Puvi kannte ich bisher nur vom Lesen und Hören. Mich faszinierte seine Herkunft, welche sich auch in seinem Aussehen zeigt, ganz im Gegenspiel zur traditionellen Baselbieter Beiz. Sein Erfolg ist unbestritten und darum wollte ich der Frage nachgehen, wie man es schafft, als Tamile die Herzen der Einheimischen zu erobern, und zwar nicht mit der Küche aus Sri Lanka, sondern mit bodenständigster Baselbieter Küche. Einen Teil meiner Antwort hatte ich schon nach der ersten Minute erhalten. Wie während des ganzen Lockdowns, wenn ich Wirte besuchte, war es ein etwas komisches Gefühl, in ein geschlossenes Restaurant hineinzukommen. Schon beim Eintreten dachte ich «wow»! Eine wunderschöne, von Holz dominierte Gaststube, richtig heimelig Und da stand er, Puvi. Er wirkte auf mich auf den ersten Blick klar und mit einer gesunden Portion Stolz. Doch begrüsste er mich mit einer grossen Herzlichkeit. Seine Augen strahlen eine Wärme aus, wie man sich von einem Gastgeber vorstellt. Er gibt dieser warmen Gaststube das Herz, und zwar voll und ganz. Gastfreundschaft ist hier nicht nur eine Floskel. Gastfreundschaft kommt bei Puvi aus dem Herzen. Wahrscheinlich hat es damit zu tun, dass er jedem Menschen mit viel Respekt begegnet. Seine Demut dem Leben gegenüber gibt er auch an seine Gäste und Mitmenschen weiter. Beim Gespräch fiel mir noch etwas besonders auf. Das Leben ist für ihn wie eine Reise, eine Reise die im Jahre 1986 nicht ohne Hindernisse im Norden von Sri Lanka als Flüchtlingskind begann.
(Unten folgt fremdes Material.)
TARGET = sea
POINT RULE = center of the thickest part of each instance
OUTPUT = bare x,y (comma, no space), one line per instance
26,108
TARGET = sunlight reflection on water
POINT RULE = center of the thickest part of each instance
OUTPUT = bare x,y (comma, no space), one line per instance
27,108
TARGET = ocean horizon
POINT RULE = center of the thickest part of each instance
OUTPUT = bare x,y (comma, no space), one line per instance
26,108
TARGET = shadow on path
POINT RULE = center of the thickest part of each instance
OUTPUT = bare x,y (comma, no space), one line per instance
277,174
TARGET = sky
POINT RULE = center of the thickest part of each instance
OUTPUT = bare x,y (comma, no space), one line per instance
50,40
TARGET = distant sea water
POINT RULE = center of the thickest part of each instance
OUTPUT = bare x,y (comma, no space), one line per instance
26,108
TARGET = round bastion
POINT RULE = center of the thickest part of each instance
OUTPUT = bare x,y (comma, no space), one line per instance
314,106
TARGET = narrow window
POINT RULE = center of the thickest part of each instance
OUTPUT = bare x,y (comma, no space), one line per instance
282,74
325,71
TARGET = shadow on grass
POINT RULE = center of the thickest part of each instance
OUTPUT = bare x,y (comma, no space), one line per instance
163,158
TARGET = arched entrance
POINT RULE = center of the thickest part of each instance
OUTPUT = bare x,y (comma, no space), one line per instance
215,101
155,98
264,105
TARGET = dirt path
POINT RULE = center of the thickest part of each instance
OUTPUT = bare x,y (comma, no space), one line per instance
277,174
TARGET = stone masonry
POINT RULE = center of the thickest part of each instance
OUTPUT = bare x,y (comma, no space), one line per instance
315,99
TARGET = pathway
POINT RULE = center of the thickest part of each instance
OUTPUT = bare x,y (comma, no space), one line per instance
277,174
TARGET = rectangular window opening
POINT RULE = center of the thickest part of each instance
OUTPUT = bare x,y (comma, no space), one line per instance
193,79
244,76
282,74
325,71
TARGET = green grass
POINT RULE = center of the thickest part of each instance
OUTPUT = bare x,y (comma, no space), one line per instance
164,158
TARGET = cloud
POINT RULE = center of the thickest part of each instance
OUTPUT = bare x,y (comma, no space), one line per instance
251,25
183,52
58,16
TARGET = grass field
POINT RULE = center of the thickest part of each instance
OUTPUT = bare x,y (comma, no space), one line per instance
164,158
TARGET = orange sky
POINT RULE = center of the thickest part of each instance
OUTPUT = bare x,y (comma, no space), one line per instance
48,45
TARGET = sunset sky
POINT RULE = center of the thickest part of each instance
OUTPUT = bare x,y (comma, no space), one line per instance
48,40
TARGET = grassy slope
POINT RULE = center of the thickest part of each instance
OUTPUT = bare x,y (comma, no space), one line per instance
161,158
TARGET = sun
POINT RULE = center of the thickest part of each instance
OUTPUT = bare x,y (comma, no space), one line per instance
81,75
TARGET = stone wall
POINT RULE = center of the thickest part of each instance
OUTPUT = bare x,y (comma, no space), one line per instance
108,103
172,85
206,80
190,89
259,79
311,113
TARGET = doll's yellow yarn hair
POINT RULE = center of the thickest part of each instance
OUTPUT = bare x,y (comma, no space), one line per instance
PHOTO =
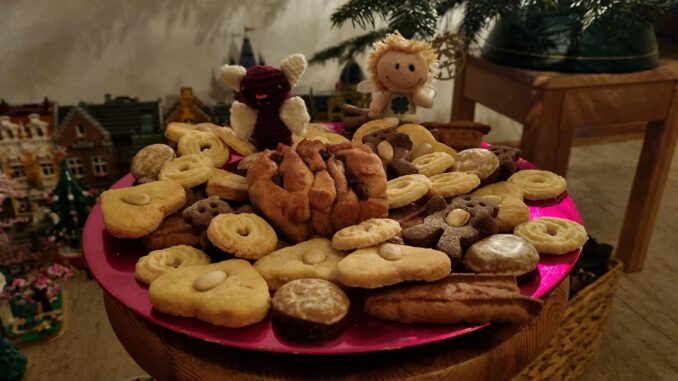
396,42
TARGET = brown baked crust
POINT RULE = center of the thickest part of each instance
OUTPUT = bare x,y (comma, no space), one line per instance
458,298
318,188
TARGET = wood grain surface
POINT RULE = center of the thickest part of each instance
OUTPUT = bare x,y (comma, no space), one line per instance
168,355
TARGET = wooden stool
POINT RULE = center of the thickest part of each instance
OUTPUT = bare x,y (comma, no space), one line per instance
551,105
494,353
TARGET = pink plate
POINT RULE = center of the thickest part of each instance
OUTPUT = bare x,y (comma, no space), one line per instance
112,261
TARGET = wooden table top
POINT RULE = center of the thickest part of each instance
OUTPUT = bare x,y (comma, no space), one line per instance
495,353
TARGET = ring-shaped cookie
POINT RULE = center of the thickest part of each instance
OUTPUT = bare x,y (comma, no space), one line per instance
244,235
480,161
552,235
365,234
206,144
452,184
188,170
539,185
406,189
158,262
433,163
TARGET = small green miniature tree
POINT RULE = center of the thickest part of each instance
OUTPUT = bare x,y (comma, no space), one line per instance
69,208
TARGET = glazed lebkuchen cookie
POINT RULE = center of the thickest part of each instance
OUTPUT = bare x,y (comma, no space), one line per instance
317,188
472,298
Im Jahre 1989 kam er mit 18 allein in die Schweiz. Damals landete er in Liestal.
Nach 8 Monaten hatte er seinen ersten Job in einer Vakuumfabrik in Lausen und danach kam er als Tellerwäscher zu Heinz Zimmermann ins Giuseppe Verdi nach Sissach.
FB: Du hast also eine richtige Tellerwäscherkarriere gemacht?
PT: Ja, ich habe als Tellerwäscher angefangen. Ich habe alle Stationen in einem Restaurant durchgemacht. Ich weiss darum auch genau, was ich von meinen Mitarbeitern erwarten kann.
FB: Wie hat Deine Selbstständigkeit begonnen?
PT: Das war in Thürnen im Warteckstübli. Vorher hatte ich eine Bar in Schönenwerd geführt. Beim Durchfahren in Thürnen habe ich das Restaurant gesehen. Ich habe mich gemeldet und habe es angeschaut. Ich wusste schnell, dass ich meine Idee da umsetzen kann.
FB: Du hattest schon eine Idee. Was hattest Du denn für eine Idee?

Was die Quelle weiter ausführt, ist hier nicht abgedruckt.